Belle and Simon are extremely cold, in the pitch black of the power outage, and they lie together on their bed, in the void, reflecting on the universe itself–on the birthing of all life. And then there is light. As they think of planets and stars, they begin to see more lights:
But in the dark now are growing other lights, many of them: lamps, dots, rows, scintillations — some near at hand, some far. Like the stars, yes, but not stars. It is not the great Existences we are seeing, but only the little lives.
I really like the above passage from the story, especially the last line. Later, Belle feels sad about a back injury that Simon got at the camp and notices his weight loss. Feeling sorry for him, she begins to cry, and her husband teases her that she will drown the entire North American continent.

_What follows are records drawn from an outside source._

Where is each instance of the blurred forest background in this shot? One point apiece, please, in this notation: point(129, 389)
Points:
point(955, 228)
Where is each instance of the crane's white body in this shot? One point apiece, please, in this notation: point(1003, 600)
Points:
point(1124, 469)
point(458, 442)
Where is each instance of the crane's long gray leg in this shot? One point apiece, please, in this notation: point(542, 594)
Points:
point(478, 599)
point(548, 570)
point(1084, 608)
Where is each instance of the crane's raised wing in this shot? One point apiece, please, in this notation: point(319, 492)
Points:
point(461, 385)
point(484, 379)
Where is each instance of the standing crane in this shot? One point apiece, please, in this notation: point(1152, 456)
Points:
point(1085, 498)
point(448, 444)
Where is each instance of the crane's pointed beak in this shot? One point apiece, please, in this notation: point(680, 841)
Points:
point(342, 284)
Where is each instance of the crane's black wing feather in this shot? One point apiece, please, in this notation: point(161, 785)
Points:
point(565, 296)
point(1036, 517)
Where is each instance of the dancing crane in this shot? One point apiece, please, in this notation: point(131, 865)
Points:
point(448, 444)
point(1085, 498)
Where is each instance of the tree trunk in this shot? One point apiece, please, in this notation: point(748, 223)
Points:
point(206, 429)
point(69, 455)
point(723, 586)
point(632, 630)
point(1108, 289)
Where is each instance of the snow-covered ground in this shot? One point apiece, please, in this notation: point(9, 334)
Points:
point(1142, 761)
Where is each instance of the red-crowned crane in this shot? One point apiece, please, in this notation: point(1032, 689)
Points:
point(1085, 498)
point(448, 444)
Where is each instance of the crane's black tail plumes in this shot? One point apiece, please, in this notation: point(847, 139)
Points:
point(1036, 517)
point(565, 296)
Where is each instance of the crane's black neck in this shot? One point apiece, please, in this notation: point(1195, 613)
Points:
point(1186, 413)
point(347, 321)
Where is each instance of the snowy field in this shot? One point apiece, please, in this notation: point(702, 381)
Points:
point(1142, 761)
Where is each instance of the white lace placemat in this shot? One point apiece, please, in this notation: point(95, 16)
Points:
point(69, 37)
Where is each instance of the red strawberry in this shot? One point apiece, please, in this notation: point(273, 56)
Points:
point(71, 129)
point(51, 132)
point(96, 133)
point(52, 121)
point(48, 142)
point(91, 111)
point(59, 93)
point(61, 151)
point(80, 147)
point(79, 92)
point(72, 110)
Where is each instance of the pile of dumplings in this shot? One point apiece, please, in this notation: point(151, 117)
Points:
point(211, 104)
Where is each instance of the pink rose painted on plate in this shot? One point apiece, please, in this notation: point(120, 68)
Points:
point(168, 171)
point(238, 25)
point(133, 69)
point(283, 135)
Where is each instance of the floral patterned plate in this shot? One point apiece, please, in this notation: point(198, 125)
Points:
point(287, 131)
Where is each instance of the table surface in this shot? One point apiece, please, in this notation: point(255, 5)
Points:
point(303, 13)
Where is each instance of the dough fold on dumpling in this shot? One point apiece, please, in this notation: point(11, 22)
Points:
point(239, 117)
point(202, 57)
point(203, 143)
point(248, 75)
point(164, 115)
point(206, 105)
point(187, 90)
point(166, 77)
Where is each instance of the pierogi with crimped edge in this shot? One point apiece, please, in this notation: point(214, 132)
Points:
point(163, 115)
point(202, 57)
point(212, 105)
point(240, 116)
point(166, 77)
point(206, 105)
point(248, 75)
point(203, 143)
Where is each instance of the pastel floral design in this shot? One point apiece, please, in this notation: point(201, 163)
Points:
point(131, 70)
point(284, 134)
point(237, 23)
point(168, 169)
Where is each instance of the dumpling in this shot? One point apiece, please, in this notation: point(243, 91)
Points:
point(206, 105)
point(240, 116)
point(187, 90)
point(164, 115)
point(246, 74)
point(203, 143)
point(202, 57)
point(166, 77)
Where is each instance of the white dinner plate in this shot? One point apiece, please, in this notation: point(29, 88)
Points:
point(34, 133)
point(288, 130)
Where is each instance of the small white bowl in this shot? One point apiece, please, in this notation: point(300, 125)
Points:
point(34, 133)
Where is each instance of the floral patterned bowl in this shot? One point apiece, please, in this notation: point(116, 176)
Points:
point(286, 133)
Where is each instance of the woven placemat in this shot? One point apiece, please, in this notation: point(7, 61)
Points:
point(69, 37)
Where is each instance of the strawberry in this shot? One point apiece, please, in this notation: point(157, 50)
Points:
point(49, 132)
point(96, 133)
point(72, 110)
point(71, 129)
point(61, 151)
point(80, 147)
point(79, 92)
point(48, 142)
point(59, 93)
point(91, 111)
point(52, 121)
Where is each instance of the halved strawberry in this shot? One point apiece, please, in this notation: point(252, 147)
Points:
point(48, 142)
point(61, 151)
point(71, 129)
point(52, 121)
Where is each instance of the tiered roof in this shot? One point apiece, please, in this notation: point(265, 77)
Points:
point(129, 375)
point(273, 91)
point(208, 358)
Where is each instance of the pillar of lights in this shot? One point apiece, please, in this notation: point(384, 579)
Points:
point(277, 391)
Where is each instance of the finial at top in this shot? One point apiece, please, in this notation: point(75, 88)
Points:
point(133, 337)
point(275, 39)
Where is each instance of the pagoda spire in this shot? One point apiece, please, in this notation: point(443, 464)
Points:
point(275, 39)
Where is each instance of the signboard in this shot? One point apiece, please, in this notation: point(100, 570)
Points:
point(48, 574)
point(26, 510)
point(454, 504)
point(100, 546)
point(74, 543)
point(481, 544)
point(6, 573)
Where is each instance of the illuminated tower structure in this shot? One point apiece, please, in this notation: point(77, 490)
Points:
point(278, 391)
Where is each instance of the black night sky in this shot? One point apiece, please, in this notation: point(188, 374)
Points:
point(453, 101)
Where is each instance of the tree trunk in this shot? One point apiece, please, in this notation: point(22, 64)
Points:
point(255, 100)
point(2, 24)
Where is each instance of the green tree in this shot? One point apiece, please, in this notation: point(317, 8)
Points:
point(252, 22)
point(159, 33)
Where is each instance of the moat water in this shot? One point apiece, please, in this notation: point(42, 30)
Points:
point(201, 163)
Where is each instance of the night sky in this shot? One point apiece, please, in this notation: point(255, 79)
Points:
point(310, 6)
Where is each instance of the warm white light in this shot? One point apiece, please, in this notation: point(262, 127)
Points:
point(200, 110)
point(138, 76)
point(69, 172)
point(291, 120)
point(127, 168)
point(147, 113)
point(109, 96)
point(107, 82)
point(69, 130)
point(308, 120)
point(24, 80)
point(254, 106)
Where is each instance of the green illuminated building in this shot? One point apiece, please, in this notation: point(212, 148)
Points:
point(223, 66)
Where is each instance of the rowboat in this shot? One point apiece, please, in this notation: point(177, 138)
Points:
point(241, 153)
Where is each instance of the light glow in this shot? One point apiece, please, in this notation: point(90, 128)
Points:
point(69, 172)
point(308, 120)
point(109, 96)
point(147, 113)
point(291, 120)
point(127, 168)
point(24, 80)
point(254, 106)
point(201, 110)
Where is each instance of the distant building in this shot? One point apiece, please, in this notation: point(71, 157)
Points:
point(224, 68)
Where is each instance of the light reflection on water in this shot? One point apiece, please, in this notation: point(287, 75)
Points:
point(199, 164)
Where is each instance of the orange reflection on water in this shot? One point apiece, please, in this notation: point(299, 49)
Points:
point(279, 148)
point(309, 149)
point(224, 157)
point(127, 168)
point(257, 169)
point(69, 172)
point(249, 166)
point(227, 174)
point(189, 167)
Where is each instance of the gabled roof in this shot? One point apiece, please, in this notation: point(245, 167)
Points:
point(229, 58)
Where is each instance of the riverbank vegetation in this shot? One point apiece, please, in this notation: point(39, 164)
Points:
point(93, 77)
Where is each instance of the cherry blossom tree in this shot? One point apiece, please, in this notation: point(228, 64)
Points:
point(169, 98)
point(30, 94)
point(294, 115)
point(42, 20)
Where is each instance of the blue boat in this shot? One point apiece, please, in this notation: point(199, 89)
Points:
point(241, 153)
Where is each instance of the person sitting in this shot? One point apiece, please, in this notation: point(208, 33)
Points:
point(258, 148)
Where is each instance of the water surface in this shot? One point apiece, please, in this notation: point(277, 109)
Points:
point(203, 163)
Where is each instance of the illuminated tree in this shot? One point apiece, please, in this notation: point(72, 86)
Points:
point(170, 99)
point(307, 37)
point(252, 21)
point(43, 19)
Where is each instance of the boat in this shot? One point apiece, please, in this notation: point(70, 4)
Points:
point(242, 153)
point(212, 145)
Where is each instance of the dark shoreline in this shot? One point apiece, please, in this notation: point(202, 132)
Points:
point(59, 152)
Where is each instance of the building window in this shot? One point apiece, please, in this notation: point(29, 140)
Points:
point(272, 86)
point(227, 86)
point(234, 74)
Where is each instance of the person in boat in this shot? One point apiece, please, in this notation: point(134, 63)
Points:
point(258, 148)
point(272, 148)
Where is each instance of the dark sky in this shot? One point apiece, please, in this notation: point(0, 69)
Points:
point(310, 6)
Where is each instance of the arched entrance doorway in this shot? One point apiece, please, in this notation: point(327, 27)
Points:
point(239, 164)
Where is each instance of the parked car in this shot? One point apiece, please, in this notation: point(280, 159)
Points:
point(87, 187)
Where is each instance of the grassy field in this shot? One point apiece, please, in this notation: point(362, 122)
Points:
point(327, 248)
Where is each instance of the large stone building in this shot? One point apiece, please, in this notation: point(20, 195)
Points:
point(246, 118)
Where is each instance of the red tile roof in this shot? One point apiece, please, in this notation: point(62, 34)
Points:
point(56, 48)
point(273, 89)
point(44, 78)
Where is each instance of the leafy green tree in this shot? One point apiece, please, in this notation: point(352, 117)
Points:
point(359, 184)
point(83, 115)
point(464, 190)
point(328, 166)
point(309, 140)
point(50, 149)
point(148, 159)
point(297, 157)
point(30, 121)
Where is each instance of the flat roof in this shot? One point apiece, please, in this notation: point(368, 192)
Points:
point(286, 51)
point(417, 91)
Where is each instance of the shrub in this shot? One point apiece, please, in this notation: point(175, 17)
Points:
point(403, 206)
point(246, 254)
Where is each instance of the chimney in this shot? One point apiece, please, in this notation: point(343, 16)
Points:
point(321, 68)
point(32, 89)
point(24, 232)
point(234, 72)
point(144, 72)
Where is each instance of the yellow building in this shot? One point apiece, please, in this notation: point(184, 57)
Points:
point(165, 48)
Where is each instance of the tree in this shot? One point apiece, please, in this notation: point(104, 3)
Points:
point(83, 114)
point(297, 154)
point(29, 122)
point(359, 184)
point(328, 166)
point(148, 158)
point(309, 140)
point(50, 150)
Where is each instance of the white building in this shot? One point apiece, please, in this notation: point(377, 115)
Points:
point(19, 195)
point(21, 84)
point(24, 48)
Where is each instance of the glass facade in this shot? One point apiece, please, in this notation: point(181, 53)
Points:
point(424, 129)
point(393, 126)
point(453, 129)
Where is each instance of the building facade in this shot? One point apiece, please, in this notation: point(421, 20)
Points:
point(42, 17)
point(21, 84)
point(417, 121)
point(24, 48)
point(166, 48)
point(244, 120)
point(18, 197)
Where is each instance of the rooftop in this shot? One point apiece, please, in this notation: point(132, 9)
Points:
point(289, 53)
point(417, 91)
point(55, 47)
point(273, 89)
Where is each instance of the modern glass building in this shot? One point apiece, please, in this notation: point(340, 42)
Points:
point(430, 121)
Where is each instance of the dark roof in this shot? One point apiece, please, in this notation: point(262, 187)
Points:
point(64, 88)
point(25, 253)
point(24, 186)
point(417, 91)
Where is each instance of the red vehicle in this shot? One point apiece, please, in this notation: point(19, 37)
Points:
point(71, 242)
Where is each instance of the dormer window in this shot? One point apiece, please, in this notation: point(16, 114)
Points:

The story continues on, punctuated with reflections of the universe and all life itself. As the story evolves, the couple’s hope for a better world, and Simon’s experiment to free people from the militaristic government, mirror the dream of that mythological New Atlantis and make this a utopian tale.
Despite the references to gods and magical islands, Le Guin writes often of ordinary humans dreaming of, and doing, the extraordinary–being the change they want to see. This is so important in fiction because readers need to relate to stories somehow and know that they are not that different from characters they admire. Le Guin empowers readers to act because they learn they can in her stories. In a world in which climate change is so huge and omnipresent, in which the effects of it can submerge us both figuratively and literally, and in which the political narrative is often in denial of its very existence and provides no mechanisms for fighting environmental catastrophe–we turn to fiction to find the stories that help us cope. That inspire us. And Le Guin, in this sense, has provided decades of wildly entertaining worlds wherein we find ourselves.
Editor’s note: See our 2018 post on the Books of Earthsea.
1. “Ursula Le Guin: she got there first”; John Freeman. November 22, 2014. The Boston Globe.
2. “The Utopian Impulse in Ursula le Guin’s the New Atlantis”; Anne Maxwell. Social Alternatives, Vol 28, No 3. Third quarter, 2009.